Kawasaki Disease: Does It Affect Children in Lagos, Nigeria?
BA Animasahun*, Akinola A, MO Adekunle and HO Gbelee
Lagos State University College of Medicine, South Africa
Submission: September 11, 2016; Published: September 22, 2016
*Corresponding author: Adeola Animasahun, Lagos State University College of Medicine, 1-5 Oba Akinjobi Lane, Ikeja, Lagos, South Africa, Tel:+2348037250264; Email: deoladebo@yahoo.com
How to cite this article: Adeola A. Kawasaki Disease: Does It Affect Children in Lagos, Nigeria?. J Cardiol & Cardiovasc Ther. 2016; 1(3): 555564. DOI: 10.19080/JOCCT.2016.01.555564
Abstract
Kawasaki disease is a rare vasculitis of unknown aetiology that occurs in childhood. It can have a fatal outcome when there is involvement of the heart. Only few cases have been reported in Nigeria with none reported from Lagos despite the high turnout of children presenting in the various private, general and teaching hospitals in Lagos. We therefore report the current case in a 23 month old boy who presented with persistent fever, non exudative bilateral conjunctivitis, erythema and fissuring of the lips, perinanal excoriation and swelling of the hands and feet. At the referral hospital, he was being managed as a case of sepsis. Echocardiography done in LASUTH was essentially normal and he had IVIG and oral aspirin. A remarkable recovery was made and he is currently stable.

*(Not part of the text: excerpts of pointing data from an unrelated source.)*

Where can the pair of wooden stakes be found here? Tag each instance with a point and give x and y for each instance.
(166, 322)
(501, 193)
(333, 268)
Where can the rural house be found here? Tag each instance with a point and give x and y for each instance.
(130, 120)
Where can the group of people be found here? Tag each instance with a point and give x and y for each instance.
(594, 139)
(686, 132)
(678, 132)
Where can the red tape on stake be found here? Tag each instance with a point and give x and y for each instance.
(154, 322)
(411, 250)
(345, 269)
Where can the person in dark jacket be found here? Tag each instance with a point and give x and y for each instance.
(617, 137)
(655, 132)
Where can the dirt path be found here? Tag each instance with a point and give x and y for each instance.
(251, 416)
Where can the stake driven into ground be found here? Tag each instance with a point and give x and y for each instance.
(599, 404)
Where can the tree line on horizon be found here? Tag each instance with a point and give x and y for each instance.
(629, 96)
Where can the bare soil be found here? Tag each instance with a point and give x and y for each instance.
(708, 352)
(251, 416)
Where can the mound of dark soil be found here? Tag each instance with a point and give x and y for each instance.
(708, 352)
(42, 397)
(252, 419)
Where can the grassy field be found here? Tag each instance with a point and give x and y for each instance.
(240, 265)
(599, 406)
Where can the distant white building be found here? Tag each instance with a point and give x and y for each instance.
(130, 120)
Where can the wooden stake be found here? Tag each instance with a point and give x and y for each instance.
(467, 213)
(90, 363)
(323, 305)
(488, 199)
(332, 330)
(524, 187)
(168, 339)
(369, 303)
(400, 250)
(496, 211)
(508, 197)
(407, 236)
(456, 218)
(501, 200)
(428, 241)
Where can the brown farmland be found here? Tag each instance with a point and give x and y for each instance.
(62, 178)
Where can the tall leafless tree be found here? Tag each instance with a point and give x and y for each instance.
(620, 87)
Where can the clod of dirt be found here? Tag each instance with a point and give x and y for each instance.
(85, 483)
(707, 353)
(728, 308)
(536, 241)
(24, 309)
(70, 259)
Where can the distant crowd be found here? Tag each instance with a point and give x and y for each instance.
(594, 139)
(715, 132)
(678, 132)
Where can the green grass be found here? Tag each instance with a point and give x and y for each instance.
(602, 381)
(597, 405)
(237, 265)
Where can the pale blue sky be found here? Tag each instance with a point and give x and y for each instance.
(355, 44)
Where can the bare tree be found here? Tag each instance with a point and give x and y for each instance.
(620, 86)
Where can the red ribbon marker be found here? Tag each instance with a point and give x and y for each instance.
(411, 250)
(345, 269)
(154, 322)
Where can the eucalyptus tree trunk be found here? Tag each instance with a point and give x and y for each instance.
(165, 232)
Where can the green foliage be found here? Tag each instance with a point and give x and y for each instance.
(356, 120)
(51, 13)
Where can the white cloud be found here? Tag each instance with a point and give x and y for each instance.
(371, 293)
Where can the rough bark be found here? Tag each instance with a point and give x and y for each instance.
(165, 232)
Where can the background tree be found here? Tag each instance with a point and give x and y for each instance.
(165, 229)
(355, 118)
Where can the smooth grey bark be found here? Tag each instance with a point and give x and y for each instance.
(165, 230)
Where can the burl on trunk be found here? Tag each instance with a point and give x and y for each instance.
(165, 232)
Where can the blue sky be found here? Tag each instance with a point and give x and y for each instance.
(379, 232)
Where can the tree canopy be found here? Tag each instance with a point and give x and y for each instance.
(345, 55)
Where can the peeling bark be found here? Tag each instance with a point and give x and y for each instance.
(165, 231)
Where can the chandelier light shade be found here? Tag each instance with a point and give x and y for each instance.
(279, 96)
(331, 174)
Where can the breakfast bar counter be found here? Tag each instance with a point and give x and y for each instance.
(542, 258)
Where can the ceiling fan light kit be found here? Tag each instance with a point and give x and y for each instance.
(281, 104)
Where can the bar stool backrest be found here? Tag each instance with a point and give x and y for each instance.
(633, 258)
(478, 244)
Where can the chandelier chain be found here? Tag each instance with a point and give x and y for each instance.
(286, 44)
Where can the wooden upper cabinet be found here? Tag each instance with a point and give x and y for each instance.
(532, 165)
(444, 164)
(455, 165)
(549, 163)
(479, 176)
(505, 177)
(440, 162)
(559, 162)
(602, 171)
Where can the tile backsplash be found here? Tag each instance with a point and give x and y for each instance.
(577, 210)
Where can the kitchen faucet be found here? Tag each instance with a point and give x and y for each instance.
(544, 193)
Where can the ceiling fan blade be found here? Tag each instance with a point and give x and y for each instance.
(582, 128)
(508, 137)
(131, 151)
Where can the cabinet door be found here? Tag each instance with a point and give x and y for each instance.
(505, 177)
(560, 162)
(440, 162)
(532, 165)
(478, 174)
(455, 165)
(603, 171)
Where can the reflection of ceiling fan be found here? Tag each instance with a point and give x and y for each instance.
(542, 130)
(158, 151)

Conclusion: Kawasaki disease exists among children in Lagos. Diagnosis however requires a high index of suspicion. Early identification, evaluation and treatment are important determinants of the likely outcome.
Keywords: Kawasaki Disease; Children; Lagos; Nigeria
Case Report
Kawasaki disease is an acute febrile illness of childhood. It is the leading cause of acquired heart disease in children in most developed countries, including the USA and Japan [1]. The highest annual incidence is observed in children in Japan with 210 cases per 100.000 under-five children compared to 13 per 100,000 in white children [2]. Kawasaki disease is a vasculitis of medium-sized arteries with a striking predilection for coronary arteries, [3] resulting in coronary arterial abnormalities in 20 - 25% of untreated patients [4]. The aetiologic factors involved in development of the disease are largely unknown, however certain epidemiologic and clinical features point to an infectious origin. The features suggestive of an infectious origin are affectation of young age group, occurrence in epidemics with wave-like geographic spread, the clinical manifestations of fever, enathem, non suppurative conjuctivitis and cervical lymphadenopathy among others [5,6].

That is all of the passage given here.